What about tinning? The tip seems to get discolored real fast and that prevents heat transfer.
Should I just wire brush the tip to clean it before soldering?


----------



## JerryH (Nov 18, 2012)

Tinning helps. It sounds like you are getting some crud on the tip. Wipe it with a wet sponge while it is hot and it will be clean for the current task.


----------



## sjm9911 (Dec 20, 2012)

Wish I knew!! I suck at it. But ill tell you what works for me. I use a butane fueled iron , 30$ online. It heats up fast and melts the soldier instead of me melting the surounding stuff. Ive only soldered wires, clean an tin them. Tinning is melting solder on the wires before finally joining them. Use the better solder rated for wireing. Its thin. I use flux. , and I use the wet spong a lot.


----------



## Newtown Joe (Jan 30, 2013)

*Soldering*

Shouldn't it melt the solder right away? Seems like I have to wait and hope most of the time.


----------



## JerryH (Nov 18, 2012)

Make sure the tip is tightened. They will loosen up over time. Yes, if the tip is hot enough, the solder will melt right away.


----------



## tooter (Feb 26, 2010)

The wet sponge tip helps me the most. If the tip is not clean and bright, nothing else is going to work.

Greg


----------



## Newtown Joe (Jan 30, 2013)

OK, thanks for the tips.


----------



## SNNRail (Aug 31, 2014)

I feel your pain, some make it look so easy. What are heat sink clips?


----------



## wvgca (Jan 21, 2013)

getting rid of surface oxidation is important, pieces to be soldered should be sanded or similar to get them shiny clean, and the iron tip should be wiped clean and fluxed / retinned on a regular basis, a little flux on the work piece helps also, use only rosin core solder for hobby and electronics, either 60/40 or 63/37 will work well ...if your solder station is adjustable start around 550 f, for track and similar size work i use a weller gun 100/140 watt rated with ordinary household copper wire for a tip, fast heat up and very low cost, for electronics i use a hakko 936 station, very dependable for decades now


----------



## Big Ed (Jun 16, 2009)

T-Man just added some threads in his sticky thread on soldering if anyone cares to look,

http://www.modeltrainforum.com/showthread.php?t=24522


----------



## sjm9911 (Dec 20, 2012)

The t man just put some links in his sticky thread on soldering . Check them out. O scale fourm.


----------



## sjm9911 (Dec 20, 2012)

Guess I type to slow!


----------



## Big Ed (Jun 16, 2009)

sjm9911 said:


> The t man just put some links in his sticky thread on soldering . Check them out. O scale fourm.


You Polly the parrot?


----------



## SNNRail (Aug 31, 2014)

Thanks guys I'll definitely check that out.


----------



## fcwilt (Sep 27, 2013)

If were talking soldering rail joints:

- Wipe the tip before soldering each joint - a wet sponge is good - and cheap.
- Apply a small amount of solder directly to the tip to "wet" it - this helps heat transfer to the rail.
- Apply the tip to the joint with a bit of pressure - you need to get good heat transfer.
- Apply the solder to the rail joint - when the rail gets to the required temp the solder should melt and flow.
- If you just apply the solder to the tip it will of course melt but the rail may not be at the required temp and the solder will not flow into the joint.
- Don't use too low a wattage iron - you want to be able to heat the joint quickly to temp, apply solder and stop - if the wattage is too low the rail will suck heat away and the joint will heat slowly (if ever) to the required temp - but it can still get hot enough to melt plastic ties.
- If you can afford it get a temperature controlled soldering station.

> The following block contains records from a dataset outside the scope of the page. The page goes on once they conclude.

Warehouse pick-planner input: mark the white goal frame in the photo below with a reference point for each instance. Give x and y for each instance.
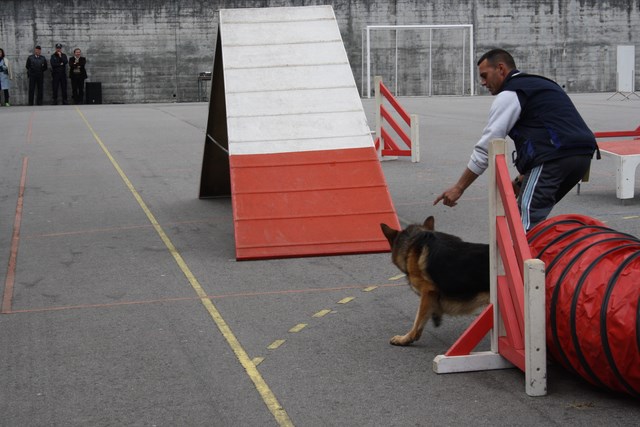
(366, 41)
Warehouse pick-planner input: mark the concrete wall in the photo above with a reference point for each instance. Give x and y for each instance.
(153, 51)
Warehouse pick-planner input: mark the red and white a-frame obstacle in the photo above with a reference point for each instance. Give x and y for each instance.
(288, 140)
(515, 318)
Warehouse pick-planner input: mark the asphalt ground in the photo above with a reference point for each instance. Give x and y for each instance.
(123, 303)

- Rosin code solder is fine for soldering rail.
- Applying paste or liquid rosin flux can help - sort of belt and suspenders approach.

With the right tools and materials soldering is actually quite easy. 

Practice on some scrap pieces of track until it becomes second nature.


----------



## rkenney (Aug 10, 2013)

1.) clean tip - wipe tip on a wet sponge occasionally

2.) tight mechanical connection between parts to be soldered (electrical parts need to be in contact with one another).

3.) flow solder off tip into joint as you apply heat (the melted solder flows heat into the joint)

4.) continue heat to 'boil' flux off soldered joint after you stop solder application (short time)

A heat sink protects sensitive electronics. Placed on the lead between the soldered joint and the semiconductor device it absorbs heat during the soldering operation, protecting the device from overheating.


----------



## Newtown Joe (Jan 30, 2013)

*Soldering*

One last tip.
Keep that hot soldering iron away from all your plastic pieces. I learned this one the hard way.


----------



## Northern Route (May 12, 2014)

I personally use a rosin past flux. I apply it to the parts, I use my soldering iron to apply the solder. The flux makes the heat transfer immediate to the parts and draws the solder off of the tip of the iron. A touch of the soldering iron to the parts makes a quick solder flow and prevents overheating the parts. Just make sure to make the solder flow or it will not work.


----------



## CTValleyRR (Jul 26, 2014)

One tip I've definitely learned over the years: you need 3 hands to solder, 1 for the iron, one for the solder, and at least one to hold the items you intend to solder together. Solution: clamps or clips to hold your work. These can also help by serving as a heat sink, to keep heat away from things you don't want to heat up too much.


----------



## SNNRail (Aug 31, 2014)

Northern Route said:


> I personally use a rosin past flux. I apply it to the parts, I use my soldering iron to apply the solder. The flux makes the heat transfer immediate to the parts and draws the solder off of the tip of the iron. A touch of the soldering iron to the parts makes a quick solder flow and prevents overheating the parts. Just make sure to make the solder flow or it will not work.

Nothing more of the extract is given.